鋼材製作下地
Steel Fabrication Base Preparation
概要
鋼材製作下地とは、工場での本格的な溶接・ボルト加工・塗装などの各製作工程に先立ち、鋼材表面の不要物を除去し、最適な施工環境を整えるプロセスの総称です。新しい鋼板には工場の防錆油や製造時の黒皮(酸化層)が付着しており、この状態では溶接品質の確保やペイント密着性が損なわれます。また、既存の鋼構造物の補強工事では、旧塗装やさびを完全に除去することが品質保証の必須要件となります。
柴田工業では、鋼材製作図に基づいて各部材の製作を開始する前に、下地処理専門チームが以下の作業を実施し、その後の製作工程がスムーズに進むよう環境を整えます。
下地処理の主要な作業内容
鋼材製作下地処理は、以下の複数のステップから構成されます:
- 防錆油・グリース除去:新規鋼材に付着した工場の防錆油を、溶剤洗浄やブラスト処理で除去します。この工程を省くと、後の溶接でポロシティ(気孔)が発生しやすくなります
- 黒皮(スケール)除去:鋼材の圧延時に形成される酸化層(黒皮)を、ショットブラスト・グリットブラストで機械的に除去します
- さび・旧塗装除去:既設部材や長期保管された部材のさびや旧塗装を、ワイヤブラシ・ディスクサンダー・ブラストで除去します。JIS K 5308で規定される「素地調整」を確実に実施します
- 寸法確認・マーキング:下地処理と並行して、各部材の寸法精度を確認し、加工位置を墨出し・マーキングします
- 乾燥・保管:処理後の部材は湿度管理された環境で保管し、再錆化を防ぎます
下地処理方法の選定基準
最適な下地処理方法は、以下の要因に基づいて選定されます。
1. 鋼材の種類・状態:新規材か既設材か、さびの程度、油分の有無によって異なります。新規材ならショットブラスト、既設材でさび深い場合はグリットブラストが有効です。
2. 後工程の要求精度:溶接品質を重視する部位ではより厳密な油分除去が必要です。一方、単純な切断・穿孔が対象なら簡易なワイヤブラシでも足りる場合があります。
3. 塗装仕様:その後の防錆塗装が長期耐久性を必要とする場合(海岸地域など)は、ISO 8501-1で定義される「Sa 2.5(ほぼ完全なブラスト処理)」レベルの下地が要求されます。
4. 環境・コスト制約:ブラスト処理は粉塵と騒音が大きいため、都市部では限定的になります。この場合は化学処理(リン酸塩処理)や局所的なディスクサンダーによる研磨で代替する場合もあります。
下地処理後の品質確認
処理完了後、検査員が以下の項目を確認します:①表面粗さ(ISO 3274に基づく粗さプロファイル)、②油分・ほこりの残存状況(鉛筆テストで確認)、③さび止め塗料の塗布有無(処理直後の再錆化防止)。

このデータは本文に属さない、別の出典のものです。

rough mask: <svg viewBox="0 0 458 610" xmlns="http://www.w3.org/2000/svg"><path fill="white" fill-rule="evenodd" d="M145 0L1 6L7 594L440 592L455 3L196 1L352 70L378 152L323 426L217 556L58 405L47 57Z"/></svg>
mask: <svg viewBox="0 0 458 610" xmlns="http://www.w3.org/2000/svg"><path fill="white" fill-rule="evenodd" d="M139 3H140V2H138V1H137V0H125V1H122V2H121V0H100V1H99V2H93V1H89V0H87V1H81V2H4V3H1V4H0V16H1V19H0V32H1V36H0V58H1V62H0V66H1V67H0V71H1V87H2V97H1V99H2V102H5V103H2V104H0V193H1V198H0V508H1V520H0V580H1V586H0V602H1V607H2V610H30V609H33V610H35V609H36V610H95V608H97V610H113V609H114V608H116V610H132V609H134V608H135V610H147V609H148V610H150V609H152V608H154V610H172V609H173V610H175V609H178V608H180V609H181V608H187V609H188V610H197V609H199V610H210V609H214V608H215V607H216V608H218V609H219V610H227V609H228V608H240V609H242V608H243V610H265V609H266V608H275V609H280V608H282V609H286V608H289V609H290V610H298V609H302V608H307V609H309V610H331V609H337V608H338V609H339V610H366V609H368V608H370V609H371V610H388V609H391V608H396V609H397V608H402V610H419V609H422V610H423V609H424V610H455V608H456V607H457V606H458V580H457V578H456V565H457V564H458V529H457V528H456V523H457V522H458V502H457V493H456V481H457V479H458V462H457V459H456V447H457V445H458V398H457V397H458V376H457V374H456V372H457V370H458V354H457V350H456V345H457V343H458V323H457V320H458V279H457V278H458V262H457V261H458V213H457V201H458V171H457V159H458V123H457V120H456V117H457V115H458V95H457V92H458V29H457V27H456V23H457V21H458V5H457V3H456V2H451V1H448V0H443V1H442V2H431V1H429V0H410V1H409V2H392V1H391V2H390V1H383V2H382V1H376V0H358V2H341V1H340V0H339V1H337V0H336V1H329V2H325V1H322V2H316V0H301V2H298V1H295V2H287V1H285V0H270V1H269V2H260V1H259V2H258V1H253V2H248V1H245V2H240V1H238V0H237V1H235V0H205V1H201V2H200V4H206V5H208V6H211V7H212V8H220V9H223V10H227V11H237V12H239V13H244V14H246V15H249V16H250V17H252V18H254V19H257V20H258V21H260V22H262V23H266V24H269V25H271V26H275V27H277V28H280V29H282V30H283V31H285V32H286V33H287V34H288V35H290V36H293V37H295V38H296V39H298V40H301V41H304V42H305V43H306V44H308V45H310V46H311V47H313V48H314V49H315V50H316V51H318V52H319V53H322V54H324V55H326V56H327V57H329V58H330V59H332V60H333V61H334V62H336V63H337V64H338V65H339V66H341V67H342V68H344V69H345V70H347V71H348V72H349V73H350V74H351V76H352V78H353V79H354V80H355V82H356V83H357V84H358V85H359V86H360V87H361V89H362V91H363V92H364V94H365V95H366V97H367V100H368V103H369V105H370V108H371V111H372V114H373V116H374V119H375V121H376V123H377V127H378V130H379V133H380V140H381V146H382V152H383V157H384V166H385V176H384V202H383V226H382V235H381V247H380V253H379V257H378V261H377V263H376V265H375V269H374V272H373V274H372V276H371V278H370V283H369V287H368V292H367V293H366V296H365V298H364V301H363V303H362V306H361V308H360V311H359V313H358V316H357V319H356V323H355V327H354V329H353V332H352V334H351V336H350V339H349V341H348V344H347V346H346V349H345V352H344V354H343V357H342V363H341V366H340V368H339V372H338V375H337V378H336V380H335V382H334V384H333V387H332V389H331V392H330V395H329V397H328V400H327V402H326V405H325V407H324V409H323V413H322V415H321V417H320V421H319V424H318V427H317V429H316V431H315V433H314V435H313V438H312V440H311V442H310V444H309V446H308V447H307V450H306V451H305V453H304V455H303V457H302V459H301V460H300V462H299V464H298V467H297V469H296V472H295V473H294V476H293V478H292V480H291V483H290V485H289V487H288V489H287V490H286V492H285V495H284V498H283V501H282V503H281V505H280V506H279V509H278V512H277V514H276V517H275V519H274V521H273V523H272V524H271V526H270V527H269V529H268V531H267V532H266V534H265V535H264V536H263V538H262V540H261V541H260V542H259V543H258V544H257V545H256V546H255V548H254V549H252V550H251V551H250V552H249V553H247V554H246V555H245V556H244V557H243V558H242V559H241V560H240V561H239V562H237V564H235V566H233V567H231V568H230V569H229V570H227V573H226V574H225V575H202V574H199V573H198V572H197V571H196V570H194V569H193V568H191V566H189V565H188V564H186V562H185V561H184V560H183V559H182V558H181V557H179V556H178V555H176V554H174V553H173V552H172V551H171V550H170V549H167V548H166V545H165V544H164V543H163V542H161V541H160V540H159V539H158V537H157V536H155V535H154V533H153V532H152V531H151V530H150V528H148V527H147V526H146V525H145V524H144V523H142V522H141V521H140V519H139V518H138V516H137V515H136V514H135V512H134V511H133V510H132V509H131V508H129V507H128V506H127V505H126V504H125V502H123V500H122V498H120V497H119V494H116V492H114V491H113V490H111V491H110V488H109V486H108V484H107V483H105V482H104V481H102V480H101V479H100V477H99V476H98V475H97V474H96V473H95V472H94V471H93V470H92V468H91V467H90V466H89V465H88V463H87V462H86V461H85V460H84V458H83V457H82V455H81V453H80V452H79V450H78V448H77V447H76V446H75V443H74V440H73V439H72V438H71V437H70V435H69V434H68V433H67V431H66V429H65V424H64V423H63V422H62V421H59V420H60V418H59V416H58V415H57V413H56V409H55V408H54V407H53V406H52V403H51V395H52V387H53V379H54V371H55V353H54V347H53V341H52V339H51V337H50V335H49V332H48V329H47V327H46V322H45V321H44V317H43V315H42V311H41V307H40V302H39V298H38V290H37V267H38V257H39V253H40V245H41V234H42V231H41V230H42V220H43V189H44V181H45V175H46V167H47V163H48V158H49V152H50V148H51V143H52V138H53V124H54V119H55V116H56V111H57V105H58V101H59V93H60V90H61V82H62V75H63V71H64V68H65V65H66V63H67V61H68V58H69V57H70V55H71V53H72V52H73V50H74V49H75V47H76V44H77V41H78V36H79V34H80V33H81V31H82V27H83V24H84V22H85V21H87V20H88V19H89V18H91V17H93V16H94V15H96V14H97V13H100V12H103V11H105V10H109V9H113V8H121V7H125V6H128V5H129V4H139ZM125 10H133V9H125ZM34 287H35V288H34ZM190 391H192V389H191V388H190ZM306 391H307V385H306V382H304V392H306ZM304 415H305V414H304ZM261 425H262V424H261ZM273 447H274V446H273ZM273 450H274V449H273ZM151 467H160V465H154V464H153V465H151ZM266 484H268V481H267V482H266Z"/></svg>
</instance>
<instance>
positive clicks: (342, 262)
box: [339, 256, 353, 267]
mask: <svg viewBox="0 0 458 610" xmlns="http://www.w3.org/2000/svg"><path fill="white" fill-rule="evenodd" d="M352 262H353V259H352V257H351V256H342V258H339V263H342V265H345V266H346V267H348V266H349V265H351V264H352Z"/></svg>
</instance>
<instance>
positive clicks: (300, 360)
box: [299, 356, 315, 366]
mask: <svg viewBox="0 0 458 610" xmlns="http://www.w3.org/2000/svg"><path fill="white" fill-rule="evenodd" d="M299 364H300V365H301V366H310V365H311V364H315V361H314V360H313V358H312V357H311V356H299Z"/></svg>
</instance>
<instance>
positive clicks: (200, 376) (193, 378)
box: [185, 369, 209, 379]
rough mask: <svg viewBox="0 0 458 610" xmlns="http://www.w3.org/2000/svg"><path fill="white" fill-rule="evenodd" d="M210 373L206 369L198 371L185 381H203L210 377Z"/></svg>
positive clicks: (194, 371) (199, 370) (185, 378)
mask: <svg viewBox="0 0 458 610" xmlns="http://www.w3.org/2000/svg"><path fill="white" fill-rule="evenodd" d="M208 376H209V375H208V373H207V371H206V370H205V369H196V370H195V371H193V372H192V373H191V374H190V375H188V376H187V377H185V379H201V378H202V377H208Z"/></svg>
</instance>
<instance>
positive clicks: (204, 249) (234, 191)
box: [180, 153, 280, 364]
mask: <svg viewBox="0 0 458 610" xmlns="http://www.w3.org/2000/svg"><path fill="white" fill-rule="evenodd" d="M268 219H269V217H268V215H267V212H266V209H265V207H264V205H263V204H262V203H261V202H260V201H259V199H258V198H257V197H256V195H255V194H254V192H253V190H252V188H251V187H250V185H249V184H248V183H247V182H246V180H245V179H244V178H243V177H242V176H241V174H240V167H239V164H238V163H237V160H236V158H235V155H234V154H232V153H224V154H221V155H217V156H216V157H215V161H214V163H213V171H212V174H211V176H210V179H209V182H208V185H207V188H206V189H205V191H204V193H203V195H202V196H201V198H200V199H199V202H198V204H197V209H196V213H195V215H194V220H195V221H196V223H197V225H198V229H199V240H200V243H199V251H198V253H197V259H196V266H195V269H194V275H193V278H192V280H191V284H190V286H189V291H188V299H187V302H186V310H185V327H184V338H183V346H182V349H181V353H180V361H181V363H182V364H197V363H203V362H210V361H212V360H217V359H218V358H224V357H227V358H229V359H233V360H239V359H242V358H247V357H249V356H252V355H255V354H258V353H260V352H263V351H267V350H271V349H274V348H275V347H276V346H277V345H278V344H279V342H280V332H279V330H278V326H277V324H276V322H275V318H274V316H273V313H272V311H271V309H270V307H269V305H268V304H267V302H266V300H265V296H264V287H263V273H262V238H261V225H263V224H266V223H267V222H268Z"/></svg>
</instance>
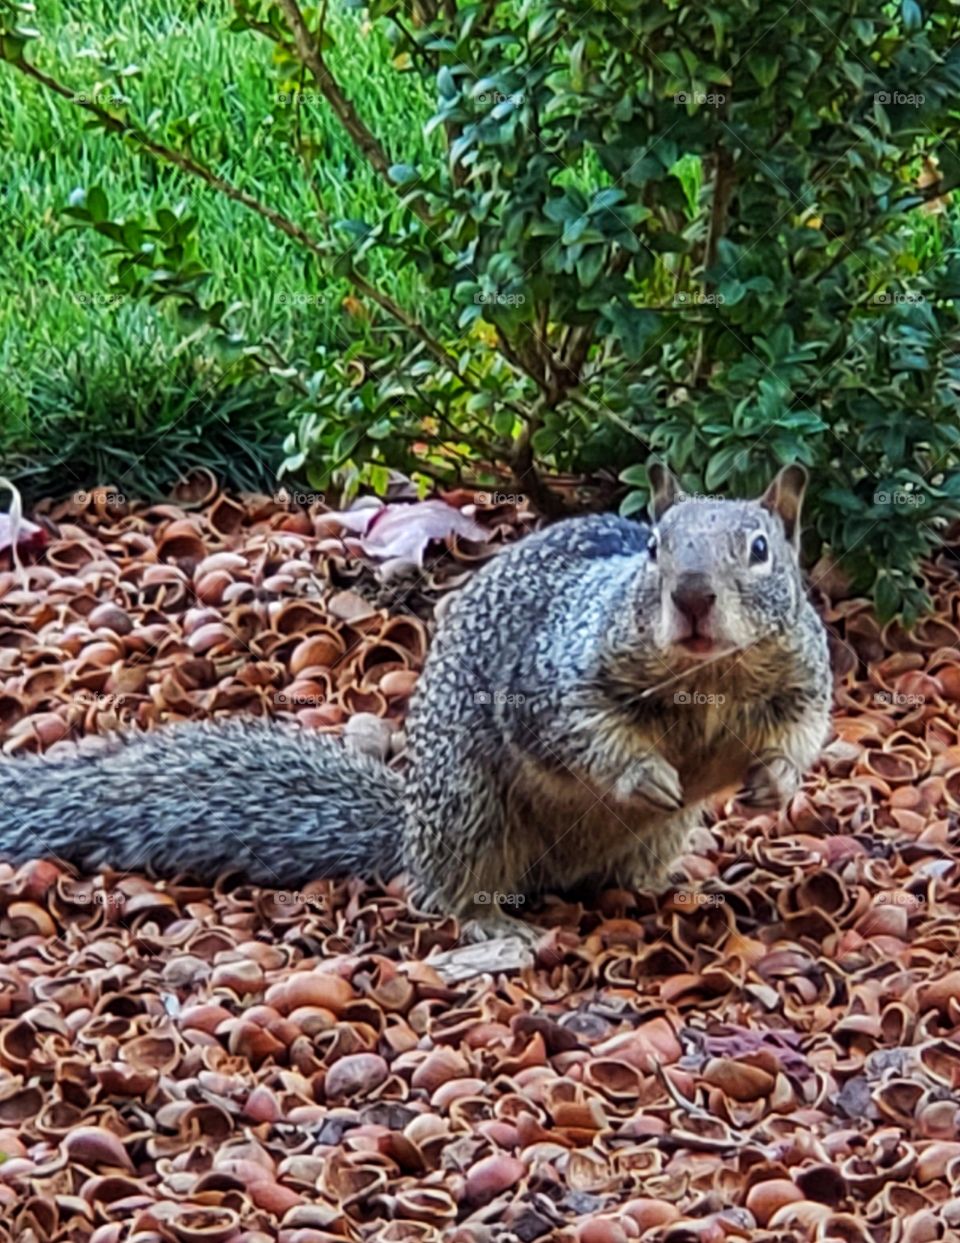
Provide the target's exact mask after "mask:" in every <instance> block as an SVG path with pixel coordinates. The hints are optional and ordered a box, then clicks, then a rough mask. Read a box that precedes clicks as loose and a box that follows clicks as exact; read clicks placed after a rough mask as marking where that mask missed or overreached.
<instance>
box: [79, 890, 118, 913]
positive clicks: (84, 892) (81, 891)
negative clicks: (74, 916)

特に溶接部材の場合、下地不良がポロシティを誘発し、後の非破壊検査(超音波探傷検査など)で不適合と判定される可能性があるため、厳密な検査が不可欠です。処理結果はチェックシートに記録し、施工管理日誌の一部として保管されます。
ブラスト処理と化学処理の選択基準
鋼材製作下地処理の大半は、ショットブラストまたはグリットブラストなどの機械的ブラスト処理で実施されます。これらは短時間で大面積を処理でき、表面粗さも調整可能という利点があります。一方、粉塵と騒音が課題であり、都市部の工場では排気・騒音対策が必須になります。
これに対し、リン酸塩処理などの化学処理は、環境負荷が小さく、屋内でも実施可能ですが、処理時間が長く、表面粗さの制御が難しい欠点があります。近年は、「ケミカルブラスト」(水+研磨材の微粒子を圧力で噴射)という中間的な方法も登場し、選択肢が広がっています。
柴田工業では、部材の用途と工場条件に応じて最適な方法を選択し、品質と環境のバランスを取っています。特に、鋼材組立管理図で指示された部材の搬入予定に合わせ、処理スケジュールを組むことで、工場内の在庫と処理待機時間を最小限に抑えています。
柴田工業の現場から
下地処理は見た目で評価されにくい作業ですが、これがしっかりしていないと後の溶接や塗装で必ず問題が出ます。工場での品質確保が、現場トラブルを大幅に減らします。